16 December 2011. Signaling through neuregulin 1 (NRG1) and its receptor ErbB4 on parvalbumin (PV)-expressing neurons regulates PV neuron excitability and has an anti-epileptogenic effect, according to two studies published online December 11 in Nature Neuroscience. In addition to the clear implications for the epilepsy field, these studies may also provide insight into the pathophysiology of schizophrenia, in which both NRG1 and ErbB4 have been implicated as key players (see SRF related news story).

The studies, one from Xiao-Ming Li’s group in Zhejiang University in China and the other from the groups of Lin Mei at Georgia’s Health Sciences University, Augusta, and Zhi-Qi Xiong at the Chinese Academy of Sciences in Shanghai, probe the role of NRG1-ErbB4 signaling in rodents. NRG1 is a neurotrophic factor that binds to and activates the receptor tyrosine kinase ErbB4. Both are prominent in fast-spiking PV interneurons (see SRF related news story), involved in a variety of developmental processes and altered in schizophrenia (Mei and Xiong, 2008). For example, both NRG1 and ErbB4 are candidate susceptibility genes, and altered levels of both mRNAs and proteins have been reported in the illness (Chong et al., 2008; see also SRF related news story).

PV interneuron excitability
First author Ke-Xin Li and colleagues found that NRG1-ErbB4 signaling regulates the excitability of PV neurons. Using recordings from PV neurons in both cortical and hippocampal slices from mice, the authors observed that bath application of NRG1 decreased the average interspike interval and increased the firing frequency of PV neurons. These effects were blocked by the application of ecto-ErbB4, a peptide that blocks the action of NRG1 by preventing it from activating endogenous receptors.

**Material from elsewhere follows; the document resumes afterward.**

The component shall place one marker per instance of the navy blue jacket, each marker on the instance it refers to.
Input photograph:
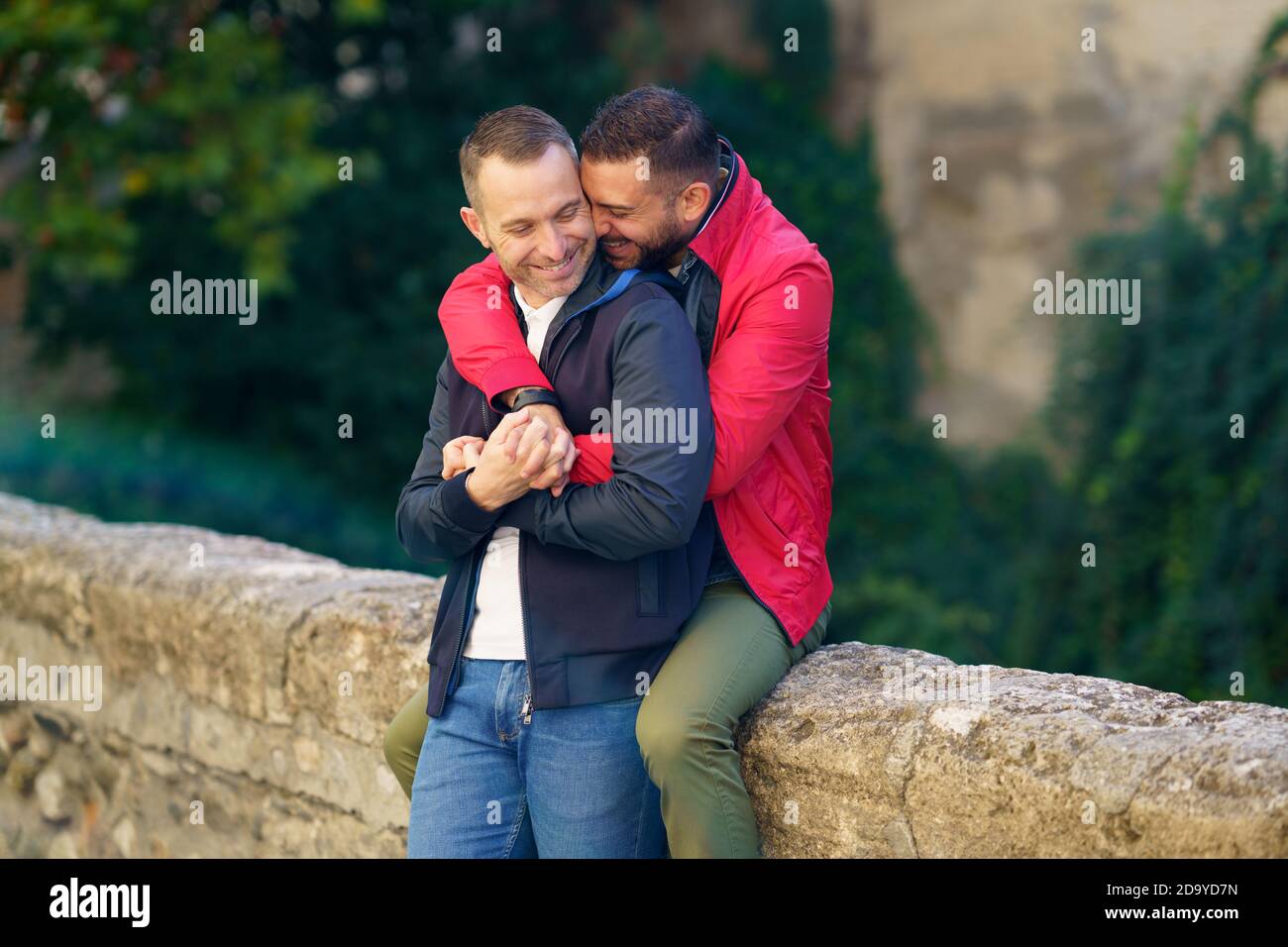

In order to assess whether NRG1 modulates the excitability of PV neurons directly or acts by modulating inputs to these neurons, the researchers blocked synaptic inputs using glutamate and γ-aminobutyric acid (GABA) receptor antagonists. In the presence of these drugs, the effects of NRG1 and ecto-ErbB4 remained, suggesting that NRG1 directly affects the intrinsic properties of PV neurons. Moreover, the effect of NRG1 on PV neuron excitability was mediated by ErbB4, as there was no effect of NRG1 in mice with a selective knockout of ErbB4 in PV neurons.

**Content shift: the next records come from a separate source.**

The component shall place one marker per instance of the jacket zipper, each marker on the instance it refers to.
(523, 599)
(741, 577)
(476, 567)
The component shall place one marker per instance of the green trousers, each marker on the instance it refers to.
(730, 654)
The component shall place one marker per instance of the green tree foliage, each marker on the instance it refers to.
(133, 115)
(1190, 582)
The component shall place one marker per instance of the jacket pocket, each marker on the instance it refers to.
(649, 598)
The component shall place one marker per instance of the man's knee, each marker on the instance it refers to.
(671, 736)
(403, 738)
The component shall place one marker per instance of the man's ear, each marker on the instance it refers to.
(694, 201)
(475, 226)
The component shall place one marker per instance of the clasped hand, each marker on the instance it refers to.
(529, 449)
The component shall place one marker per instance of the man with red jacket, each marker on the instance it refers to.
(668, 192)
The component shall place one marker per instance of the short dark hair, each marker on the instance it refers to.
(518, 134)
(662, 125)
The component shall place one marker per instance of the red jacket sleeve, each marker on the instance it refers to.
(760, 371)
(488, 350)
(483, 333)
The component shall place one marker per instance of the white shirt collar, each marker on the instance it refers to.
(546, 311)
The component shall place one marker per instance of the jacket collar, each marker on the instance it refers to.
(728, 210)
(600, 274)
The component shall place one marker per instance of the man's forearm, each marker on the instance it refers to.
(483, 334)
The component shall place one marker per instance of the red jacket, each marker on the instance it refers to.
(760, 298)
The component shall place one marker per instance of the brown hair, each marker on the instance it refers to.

Further investigation revealed that NRG1 increased the slope of action potential initiation in PV neurons, and shifted the threshold for action potentials to more hyperpolarized levels, but did not affect passive membrane properties. The voltage shift was mediated by the voltage-gated potassium channel Kv1.1, evidenced by the fact that treatment with the Kv1.1 blocker DTx-K prevented the normal ecto-ErbB4-mediated increase in current threshold and decrease in firing frequency. Using current subtraction analysis, the authors found that ecto-ErbB4 doubled the DTx-K-sensitive current amplitude, implying that NRG1 normally dampens this Kv1.1 current. This was mediated via phosphorylation, as phosphotyrosine levels increased after NRG1 treatment.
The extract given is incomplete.